Liquidação Extrajudicial da Gestora de Fundos Reag
O Banco Central decretou a liquidação extrajudicial da gestora de fundos Reag na quinta-feira, 15 de setembro. O empresário João Carlos Mansur é o fundador e ex-CEO da empresa.
Mansur atuou como presidente do conselho de administração da Reag até outubro de 2025, período em que a empresa se tornou alvo de uma grande operação do Ministério Público de São Paulo, a qual investigou um esquema de fraudes bilionárias no setor de combustíveis, que envolvia membros do Primeiro Comando da Capital (PCC).
O empresário também foi alvo da operação Carbono Oculto em 2025, que resultou na execução de dois mandados de busca, sendo um em seu escritório localizado na Avenida Faria Lima e outro em sua residência.
Envolvendo-se no universo do futebol, Mansur é conselheiro do Palmeiras.
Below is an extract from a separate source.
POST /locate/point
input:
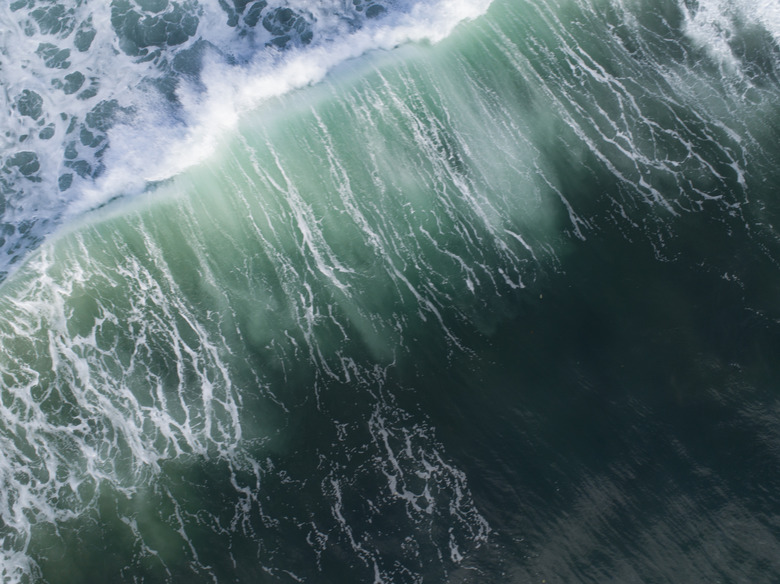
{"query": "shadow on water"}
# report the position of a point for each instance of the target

Ele também co-fundou e presidiu, no ano anterior, o conselho de administração da Revee, uma empresa voltada para a realização de eventos.
Ademais, Mansur é o criador da Ciabrasf (Companhia Brasileira de Serviços Financeiros), tendo ocupado a presidência do conselho de administração entre março e setembro de 2025.
Na quarta-feira, 14 de setembro, Mansur passou a ser alvo de mandados de busca e apreensão, na segunda fase da operação chamada Compliance Zero. Esta operação visa combater a emissão de títulos de crédito falsos por instituições financeiras integradas ao Sistema Financeiro Nacional (SFN).
Investigação Relacionada à Reag
Os fundos administrados pela Reag Trust estão envolvidos em operações fraudulentas com o Banco Master, que ocorreram entre julho de 2023 e julho de 2024, conforme evidências apresentadas pelo Banco Central ao Tribunal de Contas da União (TCU).
No relatório enviado à Corte, a autoridade monetária informou que as operações realizadas estavam em desacordo com as normas do Sistema Financeiro Nacional e apresentavam falhas severas na gestão de risco, crédito e liquidez.
A empresa Reag também já foi alvo de investigação devido a suspeitas de ligação com esquemas de lavagem de dinheiro. Essas suspeitas fazem parte da operação Carbono Oculto, que investiga vínculos entre o setor de combustíveis, o PCC e empresas do setor financeiro.
Em uma nota oficial, o Banco Central afirmou que continuará a adotar todas as medidas necessárias em relação à Reag Trust, a fim de apurar as responsabilidades conforme suas competências legais.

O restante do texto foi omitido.